The first 2025 reading we got for the average 30-year mortgage rate was 6.93%, on January 9. A week later that went to 7.04%, which happened to be the highest mark it would be all year. As of this week, it’s at 6.16%. That is a significant improvement– enough to knock $250 a month off of a $500k loan– and represents the lowest we’ve seen it since September 2024. Still, I believe it won’t have the “wow” factor it needs to really move the market until the headlines have a five instead of a six. That’s as long as the reason for it going under 6% isn’t because of other negative economic news and, well, let’s not dwell on that too much.
As for new listings coming on market, they did show some incremental increase.

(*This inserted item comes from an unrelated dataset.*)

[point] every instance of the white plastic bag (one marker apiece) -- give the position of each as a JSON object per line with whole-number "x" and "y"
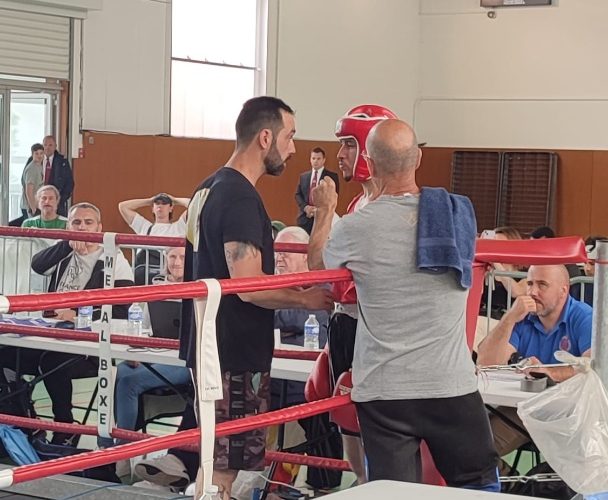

New listings in our part of the metro were up 6% from the previous year, which is a great indicator that more sellers that were feeling locked in to their equity and low interest rates are going on market. I saw a stat the other day that helps illuminate this. Prior to 2025, more homeowners in Oregon had mortgage rates lower than 3% than ones whose rate was 5% or more. That changed in 2025– there are now more homeowners with rates higher than 5% than ones lower than 3%. The effects of our COVID-era market (with rock bottom interest rates) continue to roll off the books with more distance, so to speak. Reducing the lock-in effect is essential to increasing inventory.
Closed sales didn’t show the 6% rise that listings did, but they did show improvement:

Sales increased 3.3% from 2024, compared to a 2.3% increase from 2023 to 2024. We’ll take it!
Onto the all-important sale prices:

2025 ended with a median sale price of exactly $600,000. That’s less than 1% higher than 2024, and as you can see from the graph above hasn’t materially changed in the last four years.
So here we are in 2026 with prices right where they’ve been for the past several years, and interest rates at the lowest point we’ve seen in fourteen months. I’m not going to write a whole post about my predictions for 2026, but I do think we’ll see more of the same. There will continue to be downward pressure on rates (which may cause some increase to prices), there will continue to be an incremental increase in listings and sales (which could counteract an increase in prices caused by lower interest rates), and home affordability won’t radically change.
In January of 2027 I’ll be back with an “I told you so” or I’ll quietly delete this post.